Outras condições, como o hipotireoidismo, a doença renal crônica, as doenças hepáticas, o consumo excessivo de álcool e o uso de medicamentos como corticoides, antipsicóticos, imunossupressores, anticoncepcionais e alguns antirretrovirais, também podem ser motivo de desequilíbrios no metabolismo das gorduras. As mulheres em situações como gestação, síndrome dos ovários policísticos e menopausa também podem alterar o perfil lipídico.
Tratamento
O tratamento é preventivo e busca reduzir o risco de infarto, acidente vascular cerebral e outras complicações. As mudanças de estilo de vida são recomendadas para todos os pacientes, mesmo quando há indicação de medicamentos. Antes de iniciar o tratamento medicamentoso, as causas secundárias e fatores reversíveis devem ser investigadas. A meta terapêutica é definida pelo risco cardiovascular.
Recomenda-se LDL abaixo de 115 mg/dL para baixo risco, 100 mg/dL para risco intermediário, 70 mg/dL para alto risco, 50 mg/dL para risco muito alto e 40 mg/dL para risco extremo. As principais opções de tratamento são:
Estatinas: inibem a enzima HMG-CoA redutase, reduzem a síntese hepática de colesterol e aumentam a expressão dos receptores de LDL. Exemplos: sinvastatina, atorvastatina e rosuvastatina. Consideradas a primeira escolha para redução do LDL e prevenção cardiovascular.
Ezetimiba: reduz a absorção intestinal de colesterol e pode ser associada à estatina quando doses maiores não são toleradas. Pode ser usada isoladamente ou associada a estatinas.
Inibidores da PCSK9: promovem reduções intensas do LDL. Indicados para pacientes com risco muito alto, hipercolesterolemia familiar ou falhas nos tratamentos convencionais. Exemplos: alirocumabe e evolocumabe.
Inclisirana: reduz a síntese hepática da PCSK9 por RNA de interferência e possui administração espaçada. É o principal representante da classe.
Ácido bempedoico: inibe a ATP-citrato lipase e reduz a síntese hepática de colesterol. Pode ser utilizado em pacientes com intolerância às estatinas ou controle insuficiente.
Fibratos: ativam o PPAR-alfa, aumentam a atividade da lipoproteína lipase e reduzem os triglicerídeos, reduzindo o risco de pancreatite. Exemplos: fenofibrato e ciprofibrato. São úteis na hipertrigliceridemia grave.

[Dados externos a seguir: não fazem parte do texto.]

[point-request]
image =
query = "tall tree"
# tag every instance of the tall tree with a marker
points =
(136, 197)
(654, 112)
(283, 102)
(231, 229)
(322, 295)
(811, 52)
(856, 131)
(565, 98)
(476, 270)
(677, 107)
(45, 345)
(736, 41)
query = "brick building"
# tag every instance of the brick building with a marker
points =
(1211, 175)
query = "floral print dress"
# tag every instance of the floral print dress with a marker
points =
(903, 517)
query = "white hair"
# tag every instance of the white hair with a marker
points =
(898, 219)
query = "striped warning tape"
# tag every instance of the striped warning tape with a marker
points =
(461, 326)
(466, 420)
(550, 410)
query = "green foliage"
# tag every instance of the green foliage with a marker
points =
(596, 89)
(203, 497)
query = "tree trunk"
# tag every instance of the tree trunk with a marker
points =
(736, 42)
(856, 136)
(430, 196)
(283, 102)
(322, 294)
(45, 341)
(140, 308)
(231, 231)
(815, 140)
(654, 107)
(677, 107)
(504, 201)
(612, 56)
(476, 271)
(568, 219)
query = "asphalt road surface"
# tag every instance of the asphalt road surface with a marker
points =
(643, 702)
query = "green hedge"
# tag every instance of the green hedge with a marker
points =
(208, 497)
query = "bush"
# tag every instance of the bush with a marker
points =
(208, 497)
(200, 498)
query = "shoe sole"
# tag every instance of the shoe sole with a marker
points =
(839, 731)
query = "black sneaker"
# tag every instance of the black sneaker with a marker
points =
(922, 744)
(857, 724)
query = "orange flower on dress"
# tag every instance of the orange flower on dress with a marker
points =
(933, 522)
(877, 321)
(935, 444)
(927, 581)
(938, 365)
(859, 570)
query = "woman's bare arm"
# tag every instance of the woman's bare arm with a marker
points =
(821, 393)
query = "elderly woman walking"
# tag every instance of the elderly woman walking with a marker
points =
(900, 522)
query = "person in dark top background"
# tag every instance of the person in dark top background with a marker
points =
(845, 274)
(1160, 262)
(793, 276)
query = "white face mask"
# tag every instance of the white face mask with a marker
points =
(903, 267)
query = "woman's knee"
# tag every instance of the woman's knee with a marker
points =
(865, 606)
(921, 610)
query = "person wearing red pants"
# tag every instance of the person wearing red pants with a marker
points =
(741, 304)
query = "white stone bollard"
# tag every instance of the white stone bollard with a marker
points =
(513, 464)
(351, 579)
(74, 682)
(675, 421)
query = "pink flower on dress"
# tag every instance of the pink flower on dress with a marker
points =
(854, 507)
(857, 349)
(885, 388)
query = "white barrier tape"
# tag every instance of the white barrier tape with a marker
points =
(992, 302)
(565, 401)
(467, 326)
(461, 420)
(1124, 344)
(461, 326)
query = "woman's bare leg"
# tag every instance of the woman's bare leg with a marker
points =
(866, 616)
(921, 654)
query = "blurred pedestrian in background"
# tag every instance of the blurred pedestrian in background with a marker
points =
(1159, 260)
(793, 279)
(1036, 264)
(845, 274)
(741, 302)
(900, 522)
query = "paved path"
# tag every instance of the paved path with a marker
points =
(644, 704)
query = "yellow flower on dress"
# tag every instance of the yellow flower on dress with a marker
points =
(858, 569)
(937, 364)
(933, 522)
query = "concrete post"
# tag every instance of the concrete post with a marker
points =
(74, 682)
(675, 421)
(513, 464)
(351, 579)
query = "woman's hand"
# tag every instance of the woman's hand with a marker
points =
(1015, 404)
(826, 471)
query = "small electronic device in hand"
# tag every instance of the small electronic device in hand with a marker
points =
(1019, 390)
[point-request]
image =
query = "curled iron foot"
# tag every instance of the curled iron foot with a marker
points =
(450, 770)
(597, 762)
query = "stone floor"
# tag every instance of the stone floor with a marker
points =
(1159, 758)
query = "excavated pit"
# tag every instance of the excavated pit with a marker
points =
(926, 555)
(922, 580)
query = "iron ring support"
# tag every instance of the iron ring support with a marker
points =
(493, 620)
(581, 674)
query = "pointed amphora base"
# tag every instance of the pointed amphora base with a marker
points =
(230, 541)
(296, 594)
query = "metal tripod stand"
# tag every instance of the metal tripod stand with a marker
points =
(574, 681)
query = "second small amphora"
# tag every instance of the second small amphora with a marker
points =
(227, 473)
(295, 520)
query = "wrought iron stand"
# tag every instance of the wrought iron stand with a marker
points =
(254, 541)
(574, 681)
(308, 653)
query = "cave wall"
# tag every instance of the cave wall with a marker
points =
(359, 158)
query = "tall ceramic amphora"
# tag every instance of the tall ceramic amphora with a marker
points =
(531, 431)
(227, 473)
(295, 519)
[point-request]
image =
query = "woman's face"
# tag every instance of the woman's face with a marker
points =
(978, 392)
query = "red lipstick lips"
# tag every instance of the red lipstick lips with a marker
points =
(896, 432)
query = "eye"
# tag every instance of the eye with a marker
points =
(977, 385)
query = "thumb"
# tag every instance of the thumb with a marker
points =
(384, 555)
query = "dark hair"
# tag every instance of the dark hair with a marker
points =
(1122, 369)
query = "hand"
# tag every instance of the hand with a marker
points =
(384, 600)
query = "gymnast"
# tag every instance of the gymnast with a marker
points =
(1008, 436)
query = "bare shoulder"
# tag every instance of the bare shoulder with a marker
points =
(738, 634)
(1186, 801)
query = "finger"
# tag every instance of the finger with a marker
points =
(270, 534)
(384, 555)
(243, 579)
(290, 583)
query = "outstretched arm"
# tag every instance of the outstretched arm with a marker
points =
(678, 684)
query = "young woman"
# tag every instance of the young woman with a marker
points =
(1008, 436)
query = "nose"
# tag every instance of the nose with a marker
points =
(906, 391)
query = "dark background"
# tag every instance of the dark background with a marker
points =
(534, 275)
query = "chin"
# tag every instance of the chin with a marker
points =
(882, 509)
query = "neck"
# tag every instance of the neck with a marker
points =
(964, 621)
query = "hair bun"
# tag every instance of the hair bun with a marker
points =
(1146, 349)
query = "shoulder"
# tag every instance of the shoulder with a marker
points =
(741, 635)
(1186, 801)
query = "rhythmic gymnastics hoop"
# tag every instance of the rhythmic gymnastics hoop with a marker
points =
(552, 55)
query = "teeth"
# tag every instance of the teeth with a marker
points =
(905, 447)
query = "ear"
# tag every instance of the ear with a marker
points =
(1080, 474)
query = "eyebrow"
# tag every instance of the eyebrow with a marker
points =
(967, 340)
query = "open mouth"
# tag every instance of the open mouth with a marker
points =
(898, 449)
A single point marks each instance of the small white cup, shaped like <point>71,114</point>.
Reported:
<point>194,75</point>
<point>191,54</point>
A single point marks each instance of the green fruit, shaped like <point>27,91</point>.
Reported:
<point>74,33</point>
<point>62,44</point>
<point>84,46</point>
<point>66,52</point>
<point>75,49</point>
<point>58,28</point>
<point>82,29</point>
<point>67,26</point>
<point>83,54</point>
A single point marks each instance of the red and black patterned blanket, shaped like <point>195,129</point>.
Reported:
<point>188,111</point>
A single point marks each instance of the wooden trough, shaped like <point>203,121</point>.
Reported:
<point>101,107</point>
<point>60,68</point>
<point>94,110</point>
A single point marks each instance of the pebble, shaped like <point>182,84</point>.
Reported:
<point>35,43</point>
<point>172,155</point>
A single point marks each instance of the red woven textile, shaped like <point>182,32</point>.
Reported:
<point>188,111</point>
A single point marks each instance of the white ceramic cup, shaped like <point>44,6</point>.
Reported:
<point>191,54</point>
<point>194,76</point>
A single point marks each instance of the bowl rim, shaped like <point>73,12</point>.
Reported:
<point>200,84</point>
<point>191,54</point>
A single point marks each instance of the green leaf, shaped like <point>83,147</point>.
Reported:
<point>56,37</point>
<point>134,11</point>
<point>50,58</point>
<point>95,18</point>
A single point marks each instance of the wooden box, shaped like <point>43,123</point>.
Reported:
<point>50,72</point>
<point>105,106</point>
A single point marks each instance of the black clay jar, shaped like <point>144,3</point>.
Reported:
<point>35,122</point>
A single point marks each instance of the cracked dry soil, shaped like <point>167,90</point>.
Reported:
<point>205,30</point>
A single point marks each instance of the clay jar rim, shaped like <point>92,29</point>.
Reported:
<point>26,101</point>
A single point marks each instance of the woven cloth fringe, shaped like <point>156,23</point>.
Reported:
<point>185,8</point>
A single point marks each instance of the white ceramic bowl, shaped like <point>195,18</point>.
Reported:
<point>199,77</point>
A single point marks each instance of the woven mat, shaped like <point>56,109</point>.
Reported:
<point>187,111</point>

Importância do diagnóstico e tratamento
Por ser um dos principais fatores de risco modificáveis para a doença cardiovascular, a realização periódica de exames que avaliem o perfil lipídico torna-se fundamental. A ausência de sintomas reduz a percepção de perigo e pode atrasar o diagnóstico e o tratamento da dislipidemia, sendo que o risco não depende apenas do valor do LDL em um exame, mas também do tempo de exposição.
Recentemente, o avanço das pesquisas já permite a realização de testes genéticos que podem ampliar a detecção da hipercolesterolemia familiar e orientar o tratamento em situações em que o tratamento convencional não é efetivo. Contudo, os custos e a disponibilidade ainda limitam esse acesso e sua utilização. Nesse contexto, a prevenção segue como uma grande aliada às políticas públicas que devem estimular a alimentação saudável e promover as regulações de informação, como a obrigatoriedade de rotular os alimentos processados e limitar a composição de gorduras saturadas.